TXFM may have a future after all if this Dublin politician gets his way
Jimmy Dignam of The Workers' Party has called for RTÉ to take over the license of alternative music radio station TXFM, which is due to come off air later this year.
The representative for Dublin North-West feels that diversity 'across the spectrum' is important and that the national broadcaster has a duty to cater for those who have been listening to alternative music on the airwaves since Phantom FM started up in the 1990s.
“As with all forms of art and music, it is essential that diversity is provided across the spectrum," he wrote in a statement on the Workers' Party website.
"TXFM, and before it Phantom FM, has provided Dublin’s radio listeners with a great service, by broadcasting alternative music since the 1990’s. It would be a real shame to see it go.”

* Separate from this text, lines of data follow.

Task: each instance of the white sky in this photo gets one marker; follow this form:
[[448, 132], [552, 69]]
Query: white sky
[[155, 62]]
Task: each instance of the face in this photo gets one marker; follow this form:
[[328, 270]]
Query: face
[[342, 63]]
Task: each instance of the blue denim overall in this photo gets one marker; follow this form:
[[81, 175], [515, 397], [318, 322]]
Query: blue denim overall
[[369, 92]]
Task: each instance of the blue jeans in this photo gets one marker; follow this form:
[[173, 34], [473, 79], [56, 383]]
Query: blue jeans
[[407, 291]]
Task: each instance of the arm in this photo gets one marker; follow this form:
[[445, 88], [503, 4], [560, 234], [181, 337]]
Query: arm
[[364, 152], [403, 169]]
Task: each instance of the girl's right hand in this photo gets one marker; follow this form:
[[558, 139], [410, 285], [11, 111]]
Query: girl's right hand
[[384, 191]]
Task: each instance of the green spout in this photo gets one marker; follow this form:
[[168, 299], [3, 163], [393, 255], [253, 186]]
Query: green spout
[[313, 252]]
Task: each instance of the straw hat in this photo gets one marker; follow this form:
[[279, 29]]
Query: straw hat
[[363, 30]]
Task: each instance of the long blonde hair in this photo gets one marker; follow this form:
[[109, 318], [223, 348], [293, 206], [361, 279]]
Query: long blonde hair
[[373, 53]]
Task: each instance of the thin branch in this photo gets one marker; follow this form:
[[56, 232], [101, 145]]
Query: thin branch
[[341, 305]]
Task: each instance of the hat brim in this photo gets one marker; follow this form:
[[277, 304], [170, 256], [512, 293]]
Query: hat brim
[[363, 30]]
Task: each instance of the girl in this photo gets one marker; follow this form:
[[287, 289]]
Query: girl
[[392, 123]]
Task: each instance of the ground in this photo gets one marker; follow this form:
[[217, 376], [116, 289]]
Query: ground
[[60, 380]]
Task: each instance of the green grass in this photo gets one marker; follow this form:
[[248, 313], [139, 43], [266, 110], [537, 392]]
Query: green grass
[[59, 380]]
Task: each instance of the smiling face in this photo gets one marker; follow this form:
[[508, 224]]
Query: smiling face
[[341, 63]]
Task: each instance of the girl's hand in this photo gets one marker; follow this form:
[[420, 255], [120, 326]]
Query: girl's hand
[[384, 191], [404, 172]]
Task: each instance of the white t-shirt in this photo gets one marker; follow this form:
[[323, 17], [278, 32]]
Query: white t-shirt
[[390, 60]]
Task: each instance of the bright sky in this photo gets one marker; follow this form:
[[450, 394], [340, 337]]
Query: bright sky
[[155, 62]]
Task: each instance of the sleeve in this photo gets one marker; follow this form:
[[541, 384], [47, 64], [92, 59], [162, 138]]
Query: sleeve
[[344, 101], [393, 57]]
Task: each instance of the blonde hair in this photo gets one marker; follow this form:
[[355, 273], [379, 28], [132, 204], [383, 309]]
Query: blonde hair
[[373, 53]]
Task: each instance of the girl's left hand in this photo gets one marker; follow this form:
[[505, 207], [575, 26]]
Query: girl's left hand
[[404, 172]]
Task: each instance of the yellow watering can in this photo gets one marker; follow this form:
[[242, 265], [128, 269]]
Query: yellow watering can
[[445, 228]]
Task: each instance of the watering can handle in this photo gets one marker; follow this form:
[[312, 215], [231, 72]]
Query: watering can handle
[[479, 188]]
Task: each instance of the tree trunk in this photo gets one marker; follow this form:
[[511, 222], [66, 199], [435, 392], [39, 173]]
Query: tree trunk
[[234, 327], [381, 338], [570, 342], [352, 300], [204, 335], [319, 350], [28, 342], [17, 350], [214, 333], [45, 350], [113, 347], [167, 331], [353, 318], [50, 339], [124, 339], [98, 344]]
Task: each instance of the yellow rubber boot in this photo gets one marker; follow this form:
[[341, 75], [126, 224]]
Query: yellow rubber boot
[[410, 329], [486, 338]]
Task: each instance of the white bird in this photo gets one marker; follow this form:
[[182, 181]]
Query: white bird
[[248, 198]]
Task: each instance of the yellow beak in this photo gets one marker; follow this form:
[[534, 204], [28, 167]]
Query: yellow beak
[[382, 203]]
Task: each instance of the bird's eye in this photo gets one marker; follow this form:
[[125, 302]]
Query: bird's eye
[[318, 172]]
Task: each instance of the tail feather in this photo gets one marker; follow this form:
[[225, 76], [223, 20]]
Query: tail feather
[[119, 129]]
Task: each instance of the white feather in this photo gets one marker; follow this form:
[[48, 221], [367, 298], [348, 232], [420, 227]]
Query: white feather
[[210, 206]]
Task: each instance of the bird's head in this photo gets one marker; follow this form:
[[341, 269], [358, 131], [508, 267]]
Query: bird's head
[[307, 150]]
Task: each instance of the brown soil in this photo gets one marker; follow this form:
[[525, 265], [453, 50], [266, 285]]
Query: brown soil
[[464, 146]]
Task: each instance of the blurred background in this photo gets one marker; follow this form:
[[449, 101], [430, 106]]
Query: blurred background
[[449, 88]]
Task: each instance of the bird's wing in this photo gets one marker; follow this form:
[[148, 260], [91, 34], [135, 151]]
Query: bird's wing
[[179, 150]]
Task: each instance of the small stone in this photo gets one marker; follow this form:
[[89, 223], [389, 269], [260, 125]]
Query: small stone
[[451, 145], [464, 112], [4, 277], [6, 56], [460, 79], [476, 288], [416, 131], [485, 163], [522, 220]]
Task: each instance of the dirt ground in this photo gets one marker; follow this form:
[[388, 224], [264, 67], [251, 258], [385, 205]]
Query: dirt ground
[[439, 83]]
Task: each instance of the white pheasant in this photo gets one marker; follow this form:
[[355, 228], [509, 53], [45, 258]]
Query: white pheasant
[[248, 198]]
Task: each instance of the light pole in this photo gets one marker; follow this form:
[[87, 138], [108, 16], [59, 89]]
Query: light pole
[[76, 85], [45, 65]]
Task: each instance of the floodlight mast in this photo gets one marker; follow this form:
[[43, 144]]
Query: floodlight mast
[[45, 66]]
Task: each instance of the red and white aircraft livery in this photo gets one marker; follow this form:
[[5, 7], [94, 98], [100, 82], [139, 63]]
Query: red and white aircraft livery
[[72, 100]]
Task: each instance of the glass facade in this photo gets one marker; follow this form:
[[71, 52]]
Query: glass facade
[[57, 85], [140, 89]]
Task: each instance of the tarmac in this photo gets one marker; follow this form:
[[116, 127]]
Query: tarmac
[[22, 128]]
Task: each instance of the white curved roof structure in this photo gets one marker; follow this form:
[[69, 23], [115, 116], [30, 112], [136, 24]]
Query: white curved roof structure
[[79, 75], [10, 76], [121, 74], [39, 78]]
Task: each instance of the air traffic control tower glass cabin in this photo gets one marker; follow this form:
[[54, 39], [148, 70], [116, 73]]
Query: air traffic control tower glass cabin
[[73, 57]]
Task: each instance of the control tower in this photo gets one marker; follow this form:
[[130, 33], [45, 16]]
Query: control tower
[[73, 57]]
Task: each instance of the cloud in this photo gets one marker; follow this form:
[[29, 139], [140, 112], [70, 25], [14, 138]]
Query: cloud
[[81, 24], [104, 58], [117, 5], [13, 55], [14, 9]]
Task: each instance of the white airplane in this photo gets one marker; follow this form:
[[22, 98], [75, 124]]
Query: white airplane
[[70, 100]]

The Broadcasting Authority of Ireland (BAI) confirmed on Wednesday that no applications had been received for the music-driven (alternative rock) sound broadcasting service that had been advertised shortly before Christmas, and TXFM confirmed the news in an emotional farewell to listeners on their Twitter account.
— TXFM (@TXFMDublin) March 30, 2016
A petition has been launched to save the station, and Dignam feels that alternative music should not be ignored by RTÉ given the similarly niche listenership of its classical music station, Lyric FM.
"The national broadcaster has a duty to cater for a variety of tastes and niches across its television platform, so why not radio too? Just because TXFM isn’t “commercially viable” does not mean its service isn’t appreciated or needed," he continued.
"Last month’s JNLR (Joint National Listenership Research) survey showed that RTÉ’s Lyric FM, which caters for the classical niche part of the music market, had 5% of Dublin’s listenership.
"In contrast, TXFM had 2% of Dublin’s market. Whilst these numbers are relatively small, that does not mean that these genres of music should be ignored or appropriately resourced."
Dignam concluded: "TXFM’s listenership is relatively younger compared to the other bigger mainstream radio stations. Furthermore, radio listernership is dominated by the category of people aged above 35, so TXFM’s figures would not be directly representative of wider society’s music tastes.
"The Workers’ Party calls on RTÉ to nationalise TXFM by taking over its broadcasting license, save the at-risk jobs and continue to provide this much needed service.”